In diese Kategorie fällt im Endeffekt fast alles, was hier ein für Dylan retrospektiv betrachtet ungemütliches Tempo mitbringt. Bukka Whites Fixin' To Die darf zwar als einer der ersten Anhaltspunkte dafür herhalten, dass Dylan später noch oft genug düstere, von Verzweiflung gezeichnete Geschichten in seinen Songs erzählen sollte, übersteht aber die allzu geschwinde Gangart genauso wenig wie der Freight Train Blues, dem das Abzweigen in die hohen Töne nichts hilft. Die Gabe der ironisch-überspitzten Interpretation, die Dylan noch lange, lange begleiten sollte, verhindert gleichzeitig auch, dass diese Tracks in wirklich unguten Ebenen verschwinden, aber vorerst bekommt man nur allzu selten das Gefühl, der Singer-Songwriter hätte gut ausgewählt. Nur das locker und trittsicher gesungene Highway 51, dessen Melodie später noch in verfeinerter Form in It's Alright Ma (I'm Only Bleeding) aufgehen sollte, macht einem den High-Speed-Dylan hier schmackhaft. Dort gelingt ihm mit einer mutigeren Gesangsperformance, die eine gesund übertriebene Akzentuierung nicht scheut, für einmal doch, sich den Song zu eigen zu machen und ihm den notwendigen Charakter einzuflößen.

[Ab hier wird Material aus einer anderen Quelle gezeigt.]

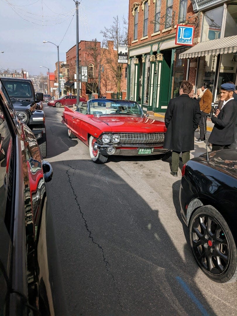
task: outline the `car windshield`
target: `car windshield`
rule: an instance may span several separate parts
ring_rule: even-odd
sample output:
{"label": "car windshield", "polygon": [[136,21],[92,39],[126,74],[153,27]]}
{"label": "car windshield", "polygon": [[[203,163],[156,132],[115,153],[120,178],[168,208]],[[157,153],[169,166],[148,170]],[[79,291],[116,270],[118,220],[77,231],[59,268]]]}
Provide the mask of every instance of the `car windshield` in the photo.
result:
{"label": "car windshield", "polygon": [[88,101],[90,114],[99,115],[131,115],[141,116],[143,112],[134,101],[124,100],[94,99]]}
{"label": "car windshield", "polygon": [[4,85],[10,96],[22,99],[33,97],[31,87],[29,82],[5,80]]}

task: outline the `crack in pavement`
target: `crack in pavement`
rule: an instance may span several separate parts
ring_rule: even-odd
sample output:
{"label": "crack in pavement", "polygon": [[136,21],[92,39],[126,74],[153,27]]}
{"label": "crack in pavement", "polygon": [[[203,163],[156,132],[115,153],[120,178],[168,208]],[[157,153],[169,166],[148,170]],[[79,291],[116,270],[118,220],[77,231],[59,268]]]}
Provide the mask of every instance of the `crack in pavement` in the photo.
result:
{"label": "crack in pavement", "polygon": [[82,216],[82,217],[83,221],[84,221],[85,223],[85,226],[87,229],[87,230],[88,232],[89,233],[89,238],[91,239],[92,241],[92,242],[93,242],[94,244],[95,245],[98,247],[98,248],[99,248],[99,249],[100,249],[101,251],[102,252],[102,256],[103,258],[103,261],[105,264],[105,267],[106,270],[108,272],[108,273],[109,273],[110,275],[112,277],[112,278],[113,279],[114,283],[114,289],[115,291],[116,291],[118,293],[117,296],[118,300],[118,304],[121,308],[121,310],[123,312],[124,311],[123,308],[123,306],[122,305],[121,302],[120,301],[120,290],[119,289],[118,287],[116,285],[115,279],[114,276],[113,276],[112,272],[109,269],[109,266],[110,266],[110,264],[109,262],[105,258],[104,252],[104,249],[98,243],[96,242],[96,241],[95,241],[94,240],[94,238],[92,235],[92,233],[89,229],[88,225],[87,222],[84,216],[84,213],[83,213],[82,210],[82,209],[81,208],[80,204],[78,201],[77,196],[75,193],[75,191],[74,191],[73,187],[72,184],[71,182],[70,178],[70,175],[69,175],[68,172],[69,170],[70,170],[70,169],[72,169],[74,170],[78,170],[79,169],[76,169],[74,168],[73,168],[73,167],[72,167],[71,166],[70,166],[70,165],[69,165],[68,164],[65,164],[64,163],[64,161],[62,161],[62,162],[63,162],[63,163],[64,165],[64,166],[67,166],[69,167],[69,169],[68,169],[66,171],[66,173],[68,176],[68,182],[70,184],[71,187],[72,188],[72,192],[73,194],[73,195],[75,197],[75,201],[76,201],[76,203],[77,206],[78,207],[78,208],[79,209],[79,210],[80,211],[80,213],[81,213],[81,215]]}

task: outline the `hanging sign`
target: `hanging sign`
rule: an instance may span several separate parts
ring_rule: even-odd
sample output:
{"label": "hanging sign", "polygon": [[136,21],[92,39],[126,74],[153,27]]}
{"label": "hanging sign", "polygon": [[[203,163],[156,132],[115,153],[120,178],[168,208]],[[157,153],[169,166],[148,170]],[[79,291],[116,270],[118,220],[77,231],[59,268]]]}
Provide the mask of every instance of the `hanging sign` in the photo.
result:
{"label": "hanging sign", "polygon": [[128,63],[128,46],[126,45],[119,45],[118,49],[118,63]]}
{"label": "hanging sign", "polygon": [[[81,67],[81,73],[82,74],[81,81],[83,82],[87,82],[88,76],[87,75],[87,67],[82,66]],[[75,88],[76,89],[76,88]]]}
{"label": "hanging sign", "polygon": [[176,29],[175,45],[191,46],[193,45],[194,27],[178,24]]}

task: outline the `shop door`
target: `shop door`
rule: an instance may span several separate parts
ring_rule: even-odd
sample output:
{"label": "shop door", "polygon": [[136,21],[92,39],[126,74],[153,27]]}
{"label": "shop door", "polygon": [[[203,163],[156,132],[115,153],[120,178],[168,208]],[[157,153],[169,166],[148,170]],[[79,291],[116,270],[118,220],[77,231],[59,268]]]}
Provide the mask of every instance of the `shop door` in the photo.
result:
{"label": "shop door", "polygon": [[165,112],[170,95],[170,86],[172,51],[164,51],[161,80],[160,99],[159,110]]}

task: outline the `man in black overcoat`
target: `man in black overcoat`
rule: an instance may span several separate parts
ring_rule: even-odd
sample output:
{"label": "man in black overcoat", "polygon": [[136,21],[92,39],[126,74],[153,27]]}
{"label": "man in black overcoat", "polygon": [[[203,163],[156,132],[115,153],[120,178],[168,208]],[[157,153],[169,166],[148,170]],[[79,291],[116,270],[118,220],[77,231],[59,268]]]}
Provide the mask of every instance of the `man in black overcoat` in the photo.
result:
{"label": "man in black overcoat", "polygon": [[190,159],[190,151],[194,149],[194,131],[201,117],[199,102],[188,95],[192,89],[189,81],[182,81],[179,95],[170,100],[165,115],[167,131],[164,148],[172,150],[170,174],[174,177],[178,176],[180,153],[184,164]]}
{"label": "man in black overcoat", "polygon": [[232,83],[221,86],[221,100],[224,101],[222,108],[217,109],[211,120],[215,125],[209,138],[212,150],[229,149],[234,140],[237,106],[233,96],[235,86]]}

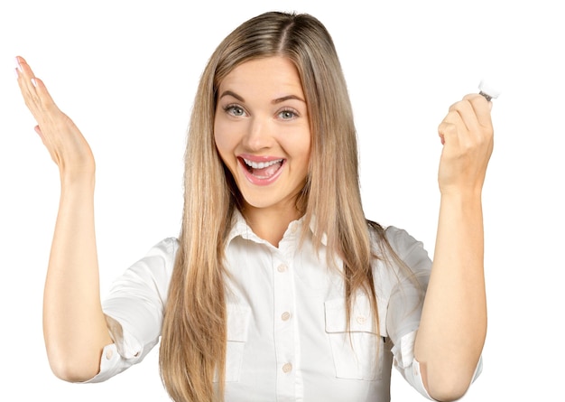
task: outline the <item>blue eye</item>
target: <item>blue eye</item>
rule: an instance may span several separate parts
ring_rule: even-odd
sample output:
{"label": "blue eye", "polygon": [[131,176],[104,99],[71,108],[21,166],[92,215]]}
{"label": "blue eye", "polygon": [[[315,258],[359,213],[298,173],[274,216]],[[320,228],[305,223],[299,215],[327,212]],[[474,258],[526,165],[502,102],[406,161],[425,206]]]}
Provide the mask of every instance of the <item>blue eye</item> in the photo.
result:
{"label": "blue eye", "polygon": [[279,112],[279,117],[283,120],[291,120],[298,117],[298,114],[292,109],[284,109]]}
{"label": "blue eye", "polygon": [[226,111],[226,113],[231,116],[235,116],[236,117],[245,116],[245,110],[242,107],[237,105],[227,105],[226,108],[224,108],[224,110]]}

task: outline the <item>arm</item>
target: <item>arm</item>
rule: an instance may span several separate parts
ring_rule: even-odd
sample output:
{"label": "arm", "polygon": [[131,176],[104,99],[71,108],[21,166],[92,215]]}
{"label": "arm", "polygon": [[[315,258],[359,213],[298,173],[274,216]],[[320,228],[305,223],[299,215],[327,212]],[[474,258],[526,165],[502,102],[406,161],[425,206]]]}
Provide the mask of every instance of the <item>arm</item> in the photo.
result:
{"label": "arm", "polygon": [[51,369],[69,381],[99,370],[112,343],[99,294],[94,229],[95,163],[88,143],[55,105],[42,81],[17,58],[18,84],[35,131],[59,166],[60,201],[43,296],[43,334]]}
{"label": "arm", "polygon": [[430,395],[454,400],[471,382],[486,334],[481,192],[493,149],[490,104],[466,96],[439,132],[441,200],[414,354]]}

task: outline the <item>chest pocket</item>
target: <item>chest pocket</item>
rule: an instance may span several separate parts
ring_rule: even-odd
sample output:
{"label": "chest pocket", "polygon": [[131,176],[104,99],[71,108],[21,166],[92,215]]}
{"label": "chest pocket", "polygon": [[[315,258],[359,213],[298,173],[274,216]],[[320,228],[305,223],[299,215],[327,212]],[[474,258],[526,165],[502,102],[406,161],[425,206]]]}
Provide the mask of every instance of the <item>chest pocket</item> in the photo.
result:
{"label": "chest pocket", "polygon": [[[344,298],[325,302],[324,309],[326,332],[331,345],[336,377],[367,381],[380,379],[384,354],[383,337],[386,335],[377,332],[368,297],[356,297],[351,310],[349,332],[346,323]],[[385,313],[385,311],[383,313]],[[383,318],[379,314],[381,323]],[[380,328],[383,332],[385,327],[381,324]]]}
{"label": "chest pocket", "polygon": [[[227,343],[226,349],[226,382],[239,381],[244,348],[247,341],[251,310],[241,305],[227,304]],[[218,381],[218,375],[214,381]]]}

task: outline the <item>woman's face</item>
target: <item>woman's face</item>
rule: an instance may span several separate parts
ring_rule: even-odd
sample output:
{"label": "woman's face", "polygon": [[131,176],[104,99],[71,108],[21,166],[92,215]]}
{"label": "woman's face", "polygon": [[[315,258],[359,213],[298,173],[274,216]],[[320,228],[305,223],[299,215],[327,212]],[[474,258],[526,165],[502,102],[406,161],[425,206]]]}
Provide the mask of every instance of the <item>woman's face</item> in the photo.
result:
{"label": "woman's face", "polygon": [[310,133],[296,68],[283,57],[246,61],[221,81],[214,136],[246,209],[295,210]]}

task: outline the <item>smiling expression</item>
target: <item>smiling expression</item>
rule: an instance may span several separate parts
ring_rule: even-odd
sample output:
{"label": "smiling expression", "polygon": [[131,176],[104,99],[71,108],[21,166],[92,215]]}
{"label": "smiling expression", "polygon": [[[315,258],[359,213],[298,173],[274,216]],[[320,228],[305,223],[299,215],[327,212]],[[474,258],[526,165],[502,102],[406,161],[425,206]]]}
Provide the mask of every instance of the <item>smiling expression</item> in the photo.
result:
{"label": "smiling expression", "polygon": [[216,146],[245,209],[296,210],[310,132],[294,64],[283,57],[245,61],[221,81],[218,97]]}

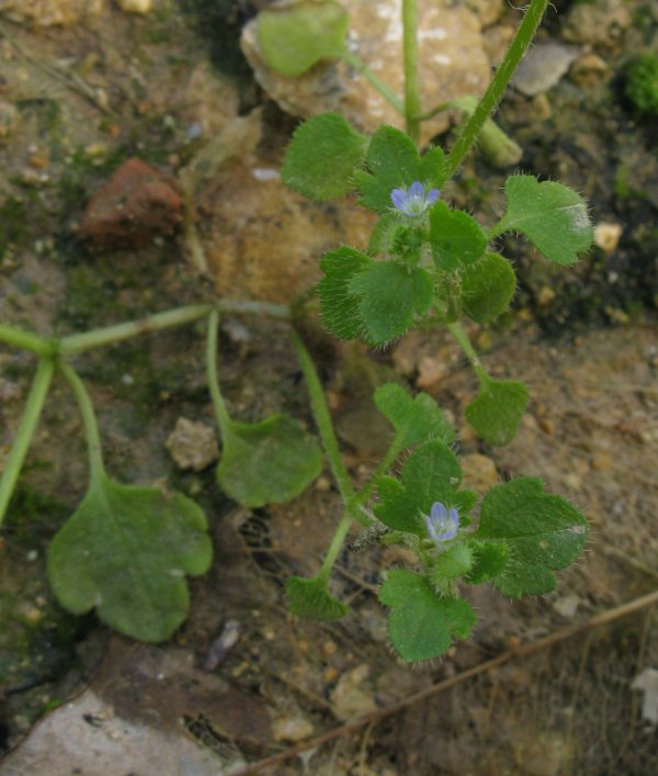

Genau das begegnet einem zu selten, was auch damit zu tun hat, dass ihm auf seinem Debüt nur allzu vereinzelt das Einfangen der notwendigen Emotionen gelingt. Nur wenig später sollte gerade das zu einer seiner größten Stärken werden, dass er selbst ohne spektakulären Gesang oft genug sehr viel Gefühl in seinen Songs verstecken konnte. Man bekommt hier nur bei zwei Gelegenheiten wirklich zu spüren, wie das klingt. Einerseits im von den hohen Gitarrenklängen geprägten In My Time Of Dyin', in dem der gesetztere Ton und gerade Dylans vermeintlich ungerührte Präsentation dazu beitragen, dass dem traditionellen Gospel-Track eine drückende Schwere anhaftet. Bis zu einem Maße, dass man getrost von seiner ersten Großtat sprechen kann, steigert sich das in seiner Version von House Of The Rising Sun. Beeindruckend allein schon, wie komplett egal es rasch wird, dass er beim Text von der buchstäblich lebensmüden Frau bleibt. Viel zu ausdrucksstark und passend kraftlos wirkt die Darbietung, sodass die spätere Hitversion der Animals im Vergleich wie ein Partytrack wirkt. Mag auch manch andere Interpretation des traditionellen Folksongs virtuoser, angenehmer, kreativer geklungen haben, womöglich hat nie sonst einer diesen Ton gefunden, der den Zeilen "I'm going back to New Orleans, my race is almost run / I'm going back to end my life down in the rising sun" auf so beeindruckende Art gerecht wird.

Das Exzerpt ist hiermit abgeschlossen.